Prior to accessing Ghub data via Globus, ensure you are registered with the Globus service, using your email address at your home institution (or even your gmail address).

Once you are signed in to Ghub, our datasets are only a few clicks away!

We recommend you access Ghub's datasets using the resource listings found on our Browse Data page. Each resource listing provides complete information about the dataset, its provenance, scope, origin, and datatypes, so that you can make the best use of it in your work. All dataset resources stored on Globus endpoints also include a link to the Globus UI for straightforward access. In the sections below we provide further information about using Globus, for your reference.

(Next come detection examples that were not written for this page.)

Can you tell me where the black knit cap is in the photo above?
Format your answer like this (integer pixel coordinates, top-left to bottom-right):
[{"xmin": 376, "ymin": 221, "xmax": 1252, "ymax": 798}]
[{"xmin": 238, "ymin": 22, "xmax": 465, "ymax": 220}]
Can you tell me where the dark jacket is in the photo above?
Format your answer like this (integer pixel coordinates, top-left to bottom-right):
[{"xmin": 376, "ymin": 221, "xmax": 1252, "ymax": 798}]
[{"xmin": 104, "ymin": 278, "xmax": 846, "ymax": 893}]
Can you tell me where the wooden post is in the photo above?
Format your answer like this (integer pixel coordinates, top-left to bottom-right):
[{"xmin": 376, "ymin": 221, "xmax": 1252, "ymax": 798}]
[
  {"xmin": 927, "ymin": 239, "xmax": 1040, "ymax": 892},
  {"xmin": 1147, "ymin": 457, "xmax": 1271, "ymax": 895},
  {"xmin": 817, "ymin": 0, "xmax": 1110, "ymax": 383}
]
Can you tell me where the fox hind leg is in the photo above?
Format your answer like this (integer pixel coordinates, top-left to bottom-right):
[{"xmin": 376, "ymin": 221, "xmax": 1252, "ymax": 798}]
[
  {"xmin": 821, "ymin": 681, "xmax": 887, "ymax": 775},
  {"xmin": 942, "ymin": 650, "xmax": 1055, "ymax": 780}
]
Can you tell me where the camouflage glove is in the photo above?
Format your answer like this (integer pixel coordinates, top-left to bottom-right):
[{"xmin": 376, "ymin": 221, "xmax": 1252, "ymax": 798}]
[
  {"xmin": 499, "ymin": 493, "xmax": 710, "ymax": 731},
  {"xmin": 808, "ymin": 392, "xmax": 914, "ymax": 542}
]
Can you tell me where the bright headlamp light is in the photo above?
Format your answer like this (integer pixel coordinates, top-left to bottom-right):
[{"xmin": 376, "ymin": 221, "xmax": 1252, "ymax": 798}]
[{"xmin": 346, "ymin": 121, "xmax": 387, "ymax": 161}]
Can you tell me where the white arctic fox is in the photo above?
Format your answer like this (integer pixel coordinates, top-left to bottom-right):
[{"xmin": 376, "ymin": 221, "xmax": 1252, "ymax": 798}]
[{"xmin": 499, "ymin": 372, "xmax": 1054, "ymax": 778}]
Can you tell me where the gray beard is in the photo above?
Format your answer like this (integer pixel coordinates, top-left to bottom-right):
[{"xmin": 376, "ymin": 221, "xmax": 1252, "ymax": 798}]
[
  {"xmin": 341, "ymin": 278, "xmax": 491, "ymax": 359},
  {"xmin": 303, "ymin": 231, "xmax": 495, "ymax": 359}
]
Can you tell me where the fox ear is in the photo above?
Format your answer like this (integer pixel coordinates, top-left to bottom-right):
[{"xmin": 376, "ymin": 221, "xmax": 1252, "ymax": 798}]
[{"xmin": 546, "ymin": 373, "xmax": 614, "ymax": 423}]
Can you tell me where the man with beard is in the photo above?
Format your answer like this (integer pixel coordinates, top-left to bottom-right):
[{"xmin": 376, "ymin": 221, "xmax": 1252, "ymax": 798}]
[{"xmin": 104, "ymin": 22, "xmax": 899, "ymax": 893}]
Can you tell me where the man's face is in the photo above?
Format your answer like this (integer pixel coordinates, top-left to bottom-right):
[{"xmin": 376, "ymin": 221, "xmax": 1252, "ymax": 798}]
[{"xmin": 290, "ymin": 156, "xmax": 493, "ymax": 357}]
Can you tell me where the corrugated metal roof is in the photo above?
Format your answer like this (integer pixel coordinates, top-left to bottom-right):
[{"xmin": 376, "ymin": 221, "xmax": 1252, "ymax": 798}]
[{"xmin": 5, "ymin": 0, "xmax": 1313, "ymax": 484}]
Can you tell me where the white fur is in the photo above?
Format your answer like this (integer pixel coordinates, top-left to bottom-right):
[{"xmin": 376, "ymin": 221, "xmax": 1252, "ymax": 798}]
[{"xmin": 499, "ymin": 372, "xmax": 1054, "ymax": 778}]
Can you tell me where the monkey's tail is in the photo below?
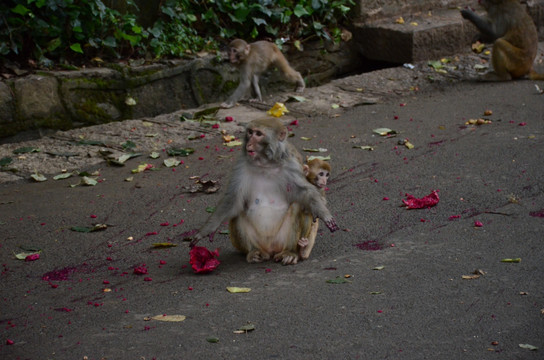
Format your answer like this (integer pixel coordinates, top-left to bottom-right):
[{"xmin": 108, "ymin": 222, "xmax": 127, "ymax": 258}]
[{"xmin": 529, "ymin": 70, "xmax": 544, "ymax": 80}]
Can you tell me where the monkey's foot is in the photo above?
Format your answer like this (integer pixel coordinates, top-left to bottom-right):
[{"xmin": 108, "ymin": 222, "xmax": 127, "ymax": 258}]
[
  {"xmin": 478, "ymin": 71, "xmax": 512, "ymax": 82},
  {"xmin": 246, "ymin": 250, "xmax": 270, "ymax": 263},
  {"xmin": 274, "ymin": 251, "xmax": 298, "ymax": 265},
  {"xmin": 219, "ymin": 101, "xmax": 234, "ymax": 109},
  {"xmin": 325, "ymin": 219, "xmax": 340, "ymax": 232}
]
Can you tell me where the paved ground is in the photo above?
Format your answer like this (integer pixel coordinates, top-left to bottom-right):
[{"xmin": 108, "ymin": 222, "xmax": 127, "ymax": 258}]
[{"xmin": 0, "ymin": 48, "xmax": 544, "ymax": 359}]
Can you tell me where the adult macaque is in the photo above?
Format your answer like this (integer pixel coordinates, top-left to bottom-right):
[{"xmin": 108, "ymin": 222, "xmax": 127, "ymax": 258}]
[
  {"xmin": 461, "ymin": 0, "xmax": 544, "ymax": 81},
  {"xmin": 221, "ymin": 39, "xmax": 306, "ymax": 108},
  {"xmin": 298, "ymin": 158, "xmax": 331, "ymax": 260},
  {"xmin": 192, "ymin": 118, "xmax": 338, "ymax": 265}
]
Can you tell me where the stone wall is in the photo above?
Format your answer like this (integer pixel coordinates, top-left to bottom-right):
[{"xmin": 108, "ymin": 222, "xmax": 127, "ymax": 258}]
[
  {"xmin": 0, "ymin": 43, "xmax": 361, "ymax": 137},
  {"xmin": 354, "ymin": 0, "xmax": 470, "ymax": 22}
]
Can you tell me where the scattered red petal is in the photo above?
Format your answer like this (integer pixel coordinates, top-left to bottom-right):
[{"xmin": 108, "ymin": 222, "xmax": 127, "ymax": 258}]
[
  {"xmin": 189, "ymin": 246, "xmax": 220, "ymax": 274},
  {"xmin": 25, "ymin": 254, "xmax": 40, "ymax": 261},
  {"xmin": 402, "ymin": 190, "xmax": 440, "ymax": 209},
  {"xmin": 354, "ymin": 240, "xmax": 383, "ymax": 251},
  {"xmin": 529, "ymin": 209, "xmax": 544, "ymax": 217},
  {"xmin": 134, "ymin": 264, "xmax": 147, "ymax": 275}
]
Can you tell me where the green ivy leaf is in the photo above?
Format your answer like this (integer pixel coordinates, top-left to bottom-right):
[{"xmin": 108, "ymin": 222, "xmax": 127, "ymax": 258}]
[
  {"xmin": 293, "ymin": 4, "xmax": 310, "ymax": 18},
  {"xmin": 11, "ymin": 4, "xmax": 30, "ymax": 16},
  {"xmin": 70, "ymin": 43, "xmax": 83, "ymax": 54}
]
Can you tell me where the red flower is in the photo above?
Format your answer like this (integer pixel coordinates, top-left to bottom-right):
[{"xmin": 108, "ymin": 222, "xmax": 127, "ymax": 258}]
[
  {"xmin": 189, "ymin": 246, "xmax": 220, "ymax": 274},
  {"xmin": 402, "ymin": 190, "xmax": 440, "ymax": 209},
  {"xmin": 134, "ymin": 264, "xmax": 147, "ymax": 275},
  {"xmin": 25, "ymin": 254, "xmax": 40, "ymax": 261}
]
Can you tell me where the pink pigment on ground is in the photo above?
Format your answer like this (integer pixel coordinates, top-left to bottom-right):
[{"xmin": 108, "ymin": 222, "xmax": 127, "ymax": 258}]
[
  {"xmin": 529, "ymin": 209, "xmax": 544, "ymax": 217},
  {"xmin": 354, "ymin": 240, "xmax": 383, "ymax": 251},
  {"xmin": 42, "ymin": 267, "xmax": 76, "ymax": 281}
]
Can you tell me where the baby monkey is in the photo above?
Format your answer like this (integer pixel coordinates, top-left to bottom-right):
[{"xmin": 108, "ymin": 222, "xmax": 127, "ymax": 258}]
[
  {"xmin": 298, "ymin": 158, "xmax": 331, "ymax": 260},
  {"xmin": 221, "ymin": 39, "xmax": 306, "ymax": 109}
]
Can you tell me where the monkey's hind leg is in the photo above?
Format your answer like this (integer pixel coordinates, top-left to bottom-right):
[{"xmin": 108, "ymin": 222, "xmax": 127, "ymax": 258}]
[
  {"xmin": 229, "ymin": 217, "xmax": 270, "ymax": 263},
  {"xmin": 298, "ymin": 215, "xmax": 319, "ymax": 260},
  {"xmin": 482, "ymin": 38, "xmax": 533, "ymax": 81}
]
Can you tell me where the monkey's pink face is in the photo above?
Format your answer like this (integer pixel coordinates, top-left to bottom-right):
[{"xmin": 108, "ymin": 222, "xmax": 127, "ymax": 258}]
[
  {"xmin": 229, "ymin": 48, "xmax": 240, "ymax": 64},
  {"xmin": 246, "ymin": 128, "xmax": 265, "ymax": 159},
  {"xmin": 315, "ymin": 170, "xmax": 330, "ymax": 189}
]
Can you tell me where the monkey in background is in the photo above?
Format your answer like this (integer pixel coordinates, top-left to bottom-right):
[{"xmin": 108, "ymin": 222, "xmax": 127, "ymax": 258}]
[
  {"xmin": 298, "ymin": 158, "xmax": 331, "ymax": 260},
  {"xmin": 221, "ymin": 39, "xmax": 306, "ymax": 108},
  {"xmin": 461, "ymin": 0, "xmax": 544, "ymax": 81},
  {"xmin": 191, "ymin": 117, "xmax": 338, "ymax": 265}
]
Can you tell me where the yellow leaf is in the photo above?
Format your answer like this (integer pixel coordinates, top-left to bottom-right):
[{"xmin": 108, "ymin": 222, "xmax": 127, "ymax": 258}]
[
  {"xmin": 266, "ymin": 103, "xmax": 289, "ymax": 117},
  {"xmin": 223, "ymin": 140, "xmax": 242, "ymax": 147},
  {"xmin": 227, "ymin": 286, "xmax": 251, "ymax": 294}
]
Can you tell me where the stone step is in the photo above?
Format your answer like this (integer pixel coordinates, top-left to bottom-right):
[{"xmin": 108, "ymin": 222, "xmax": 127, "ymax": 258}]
[
  {"xmin": 353, "ymin": 9, "xmax": 477, "ymax": 64},
  {"xmin": 352, "ymin": 0, "xmax": 544, "ymax": 64}
]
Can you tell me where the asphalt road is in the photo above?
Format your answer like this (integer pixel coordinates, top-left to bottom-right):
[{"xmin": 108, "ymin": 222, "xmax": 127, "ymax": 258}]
[{"xmin": 0, "ymin": 80, "xmax": 544, "ymax": 359}]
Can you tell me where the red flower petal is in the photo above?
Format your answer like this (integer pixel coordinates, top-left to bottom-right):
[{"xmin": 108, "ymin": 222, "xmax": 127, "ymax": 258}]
[
  {"xmin": 402, "ymin": 190, "xmax": 440, "ymax": 209},
  {"xmin": 189, "ymin": 246, "xmax": 220, "ymax": 274},
  {"xmin": 25, "ymin": 254, "xmax": 40, "ymax": 261},
  {"xmin": 134, "ymin": 265, "xmax": 147, "ymax": 275}
]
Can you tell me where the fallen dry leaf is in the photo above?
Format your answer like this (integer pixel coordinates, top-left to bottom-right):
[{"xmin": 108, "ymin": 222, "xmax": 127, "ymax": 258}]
[
  {"xmin": 227, "ymin": 286, "xmax": 251, "ymax": 294},
  {"xmin": 149, "ymin": 315, "xmax": 186, "ymax": 322}
]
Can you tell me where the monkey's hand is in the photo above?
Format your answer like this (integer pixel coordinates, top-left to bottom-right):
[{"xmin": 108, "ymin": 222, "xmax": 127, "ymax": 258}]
[
  {"xmin": 189, "ymin": 231, "xmax": 215, "ymax": 248},
  {"xmin": 325, "ymin": 219, "xmax": 340, "ymax": 232},
  {"xmin": 219, "ymin": 101, "xmax": 234, "ymax": 109}
]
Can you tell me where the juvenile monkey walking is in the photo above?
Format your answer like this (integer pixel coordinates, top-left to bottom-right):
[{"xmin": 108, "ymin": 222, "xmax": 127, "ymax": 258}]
[
  {"xmin": 221, "ymin": 39, "xmax": 306, "ymax": 108},
  {"xmin": 461, "ymin": 0, "xmax": 544, "ymax": 81}
]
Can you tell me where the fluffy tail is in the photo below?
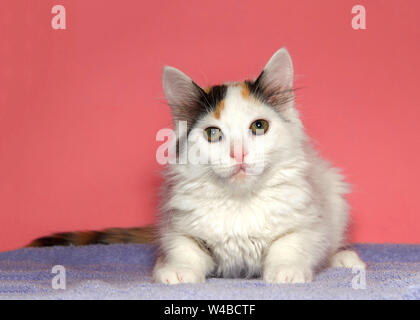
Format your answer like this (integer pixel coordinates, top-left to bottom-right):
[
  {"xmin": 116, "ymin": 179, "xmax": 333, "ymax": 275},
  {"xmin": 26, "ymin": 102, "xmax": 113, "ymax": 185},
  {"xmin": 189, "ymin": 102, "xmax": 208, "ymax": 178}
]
[{"xmin": 27, "ymin": 226, "xmax": 156, "ymax": 247}]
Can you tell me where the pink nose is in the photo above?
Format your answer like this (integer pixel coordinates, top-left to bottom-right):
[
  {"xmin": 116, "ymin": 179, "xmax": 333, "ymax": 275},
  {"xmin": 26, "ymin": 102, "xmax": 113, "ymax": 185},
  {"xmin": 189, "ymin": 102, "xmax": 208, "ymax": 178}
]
[{"xmin": 230, "ymin": 146, "xmax": 248, "ymax": 163}]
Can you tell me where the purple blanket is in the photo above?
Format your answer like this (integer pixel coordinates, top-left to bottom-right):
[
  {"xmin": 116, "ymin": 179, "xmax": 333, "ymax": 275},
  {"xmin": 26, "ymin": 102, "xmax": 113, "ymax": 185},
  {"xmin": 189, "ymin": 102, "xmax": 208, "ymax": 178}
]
[{"xmin": 0, "ymin": 244, "xmax": 420, "ymax": 299}]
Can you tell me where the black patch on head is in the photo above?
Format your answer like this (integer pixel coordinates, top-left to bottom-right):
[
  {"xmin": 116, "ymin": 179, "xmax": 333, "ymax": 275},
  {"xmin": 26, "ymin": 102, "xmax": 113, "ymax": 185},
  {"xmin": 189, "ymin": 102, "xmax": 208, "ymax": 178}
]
[
  {"xmin": 245, "ymin": 71, "xmax": 294, "ymax": 109},
  {"xmin": 176, "ymin": 82, "xmax": 228, "ymax": 157}
]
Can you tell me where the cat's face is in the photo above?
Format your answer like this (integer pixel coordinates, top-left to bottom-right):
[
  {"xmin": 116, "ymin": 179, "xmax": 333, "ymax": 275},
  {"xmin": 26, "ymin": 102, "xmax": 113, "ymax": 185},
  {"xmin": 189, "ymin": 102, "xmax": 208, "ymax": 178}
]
[{"xmin": 163, "ymin": 49, "xmax": 299, "ymax": 187}]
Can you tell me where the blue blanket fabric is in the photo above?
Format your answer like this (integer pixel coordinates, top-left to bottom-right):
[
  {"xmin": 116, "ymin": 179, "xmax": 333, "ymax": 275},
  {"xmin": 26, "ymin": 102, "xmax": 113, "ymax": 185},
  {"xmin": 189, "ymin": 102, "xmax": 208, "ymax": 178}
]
[{"xmin": 0, "ymin": 244, "xmax": 420, "ymax": 299}]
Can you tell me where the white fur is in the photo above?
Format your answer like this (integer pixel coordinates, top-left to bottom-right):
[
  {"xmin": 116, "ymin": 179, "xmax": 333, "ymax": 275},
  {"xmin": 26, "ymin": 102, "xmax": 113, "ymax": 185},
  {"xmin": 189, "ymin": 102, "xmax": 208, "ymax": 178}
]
[{"xmin": 153, "ymin": 50, "xmax": 364, "ymax": 284}]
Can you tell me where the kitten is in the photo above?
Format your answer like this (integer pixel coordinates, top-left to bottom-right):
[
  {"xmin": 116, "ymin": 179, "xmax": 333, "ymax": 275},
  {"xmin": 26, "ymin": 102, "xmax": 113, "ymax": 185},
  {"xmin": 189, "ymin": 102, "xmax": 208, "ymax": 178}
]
[
  {"xmin": 30, "ymin": 49, "xmax": 365, "ymax": 284},
  {"xmin": 153, "ymin": 49, "xmax": 365, "ymax": 284}
]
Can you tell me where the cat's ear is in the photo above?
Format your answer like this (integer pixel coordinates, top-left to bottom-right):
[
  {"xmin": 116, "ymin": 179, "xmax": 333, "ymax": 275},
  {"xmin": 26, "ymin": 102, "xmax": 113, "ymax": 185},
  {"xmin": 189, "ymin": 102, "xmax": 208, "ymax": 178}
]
[
  {"xmin": 162, "ymin": 66, "xmax": 206, "ymax": 126},
  {"xmin": 255, "ymin": 48, "xmax": 294, "ymax": 109}
]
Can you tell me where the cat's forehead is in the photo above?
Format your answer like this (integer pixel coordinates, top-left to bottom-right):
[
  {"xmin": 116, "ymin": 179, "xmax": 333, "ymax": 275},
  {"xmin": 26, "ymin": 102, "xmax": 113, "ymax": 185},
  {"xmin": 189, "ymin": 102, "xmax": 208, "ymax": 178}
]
[{"xmin": 203, "ymin": 81, "xmax": 262, "ymax": 120}]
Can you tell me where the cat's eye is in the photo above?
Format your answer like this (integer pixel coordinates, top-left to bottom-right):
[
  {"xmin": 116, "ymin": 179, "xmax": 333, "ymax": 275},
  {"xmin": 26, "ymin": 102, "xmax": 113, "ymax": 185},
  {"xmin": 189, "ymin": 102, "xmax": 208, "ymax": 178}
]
[
  {"xmin": 204, "ymin": 127, "xmax": 223, "ymax": 142},
  {"xmin": 250, "ymin": 119, "xmax": 268, "ymax": 136}
]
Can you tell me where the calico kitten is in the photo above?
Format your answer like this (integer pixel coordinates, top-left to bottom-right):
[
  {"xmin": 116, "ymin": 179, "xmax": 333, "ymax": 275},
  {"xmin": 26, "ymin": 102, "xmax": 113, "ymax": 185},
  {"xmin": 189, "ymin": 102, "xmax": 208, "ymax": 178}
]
[{"xmin": 32, "ymin": 49, "xmax": 365, "ymax": 284}]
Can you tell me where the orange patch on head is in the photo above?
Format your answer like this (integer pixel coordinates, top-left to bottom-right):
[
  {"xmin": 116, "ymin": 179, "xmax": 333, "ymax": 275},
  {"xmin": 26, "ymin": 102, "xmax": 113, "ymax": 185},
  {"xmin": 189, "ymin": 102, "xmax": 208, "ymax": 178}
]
[
  {"xmin": 203, "ymin": 87, "xmax": 212, "ymax": 93},
  {"xmin": 214, "ymin": 100, "xmax": 225, "ymax": 119},
  {"xmin": 239, "ymin": 82, "xmax": 251, "ymax": 99}
]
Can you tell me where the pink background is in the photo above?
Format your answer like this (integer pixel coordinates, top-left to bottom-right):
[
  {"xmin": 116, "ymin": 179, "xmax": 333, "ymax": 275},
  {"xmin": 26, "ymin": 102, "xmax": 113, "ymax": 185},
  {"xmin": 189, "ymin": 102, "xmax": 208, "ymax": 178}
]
[{"xmin": 0, "ymin": 0, "xmax": 420, "ymax": 250}]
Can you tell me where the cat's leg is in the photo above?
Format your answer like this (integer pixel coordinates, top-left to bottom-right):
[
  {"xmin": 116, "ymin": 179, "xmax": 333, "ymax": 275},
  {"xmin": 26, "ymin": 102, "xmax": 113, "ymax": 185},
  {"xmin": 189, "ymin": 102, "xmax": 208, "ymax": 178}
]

Ghub adds new endpoints frequently. You can query Globus using the web user interface or the command line interface, and specifying the keyword ghub, to list all currently supported endpoints for the project. Instructions for listing endpoints are shown below, in Using the Globus web application and Basic CLI use.

Ghub's Globus endpoints

Name Contents
GHub-CESM CESM ice sheet forcing data files from CMIP6 experiments
Panasas scratch ghubjobs working directories for all Ghub jobs run on the CCR cluster
GHub-ISMIP6-Data ISMIP6 directory on CCR /projects space
GHub-ISMIP6-Projections Projections data from Ghub ISMIP6 project
GHub-scratch-regrid-tool Ghub's scratch space for regrid tool result sets
GHub-CmCt Datasets for use with the Cryosphere model Comparison tool (CmCt)
GHub-scratch Ghub's scratch space at CCR
GHub-GrISObs IceBridge ATM L2 Icessn Elevation, Slope, and Roughness data

Accessing Ghub endpoints via Globus UI

Access the Globus user interface here: https://app.globus.org/

In the browser window, select your organization or home institution and click Continue:

Globus web app login

Your organization or home institution will prompt you to perform authentication as recognized by Globus. This step will vary according to your organization.

Once you are logged in, the Globus File Manager page will display. Typing "ghub" in the Search text box results in the following listing of Ghub endpoints:

Entering ghub into the search box displays the Ghub endpoints

Globus displays all known endpoints that match your search. You may not have access to all displayed endpoints. Click on the name of an endpoint to which you have access, and Globus will display the endpoint's contents.

For example, here we view the 'Ghub CESM' endpoint contents. This endpoint contains the CESM ice sheet forcing data files from CMIP6 experiments, listed as shown in this screenshot:

GHub-CESM endpoint contents in file manager

More information is available in the excellent Globus docs: How To Log In and Transfer Files with Globus

Read on for how to download data using Globus connect personal.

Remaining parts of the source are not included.